Failure injection at a specific pipeline stage
The same pipeline, but now you want to test what happens when the extraction step fails. Because failure modes are per-rule, you can let stage one succeed and make stage two blow up, all in one test, no test doubles required.
describe DocumentProcessor do
it "queues for manual review when extraction fails", :mock_openai do
MockOpenAI.set_responses([
{
match: "Classify this document",
response: '{"type":"invoice","confidence":0.97}'
},
{
match: "^Extract fields",
failure_mode: :internal_error # stage 2 returns HTTP 500
}
# stage 3 is never reached
])
result = DocumentProcessor.new(invoice_fixture).process
expect(result.status).to eq(:pending_manual_review)
expect(result.failed_stage).to eq(:extraction)
end
it "retries extraction on a transient timeout", :mock_openai do
MockOpenAI.set_responses([
{
match: "Classify this document",
response: '{"type":"invoice","confidence":0.97}'
},
{
match: "^Extract fields",
failure_mode: :timeout # first extraction attempt times out
},
{
match: "^Extract fields",
response: '{"vendor":"Acme Corp","amount":"$1,200","due":"2024-02-01"}'
},
{
match: "^Summarize",
response: "Invoice from Acme Corp for $1,200, due February 1, 2024."
}
])
result = DocumentProcessor.new(invoice_fixture).process
expect(result.status).to eq(:complete)
expect(result.extracted["vendor"]).to eq("Acme Corp")
end
end
The retry test works because rules are consumed in order. The first Extract fields rule fires on the initial attempt (timeout), and the second one fires on the retry (success). The pipeline never knows it is talking to a mock.
Exhaustive resilience testing
This is where MockOpenAI pays back the most. A content-generation service needs to handle every category of API failure gracefully: rate limits, timeouts, malformed responses, and hard server errors. With RSpec metadata tags, you can cover all four in as many lines.

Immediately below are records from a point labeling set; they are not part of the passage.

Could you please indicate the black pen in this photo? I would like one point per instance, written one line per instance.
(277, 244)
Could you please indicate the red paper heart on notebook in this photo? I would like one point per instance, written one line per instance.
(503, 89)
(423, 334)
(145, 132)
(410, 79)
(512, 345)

describe ArticleAssistant do
subject(:result) { ArticleAssistant.summarize(long_article) }
context "when the API is rate limited", :mock_openai_rate_limit do
it "raises a retryable error" do
expect { result }.to raise_error(ArticleAssistant::RateLimitError)
end
end
context "when the API times out", :mock_openai_timeout do
it "raises a retryable error" do
expect { result }.to raise_error(ArticleAssistant::TimeoutError)
end
end
context "when the API returns malformed JSON", :mock_openai_malformed_json do
it "returns the fallback summary instead of crashing" do
expect(result).to eq(ArticleAssistant::FALLBACK_SUMMARY)
end
end
context "when the API returns a 500", :mock_openai_internal_error do
it "raises a non-retryable error" do
expect { result }.to raise_error(ArticleAssistant::ServiceError)
end
end
end
Each tag automatically resets state before the example and restores it afterward, so the tests are fully isolated from each other. This pattern lets you prove your error handling actually works, not just that you have a rescue clause, without ever hitting a real API or waiting for a real timeout.
Why this matters
Testing AI-failure handling against a live API is impractical:
- Rate limits are unpredictable and cost money.
- Timeouts take seconds to trigger and are hard to reproduce.
- Malformed responses and 500s almost never happen in development.
MockOpenAI makes every failure mode instant, free, and deterministic. A test suite that would otherwise skip resilience tests entirely can now cover them all in milliseconds.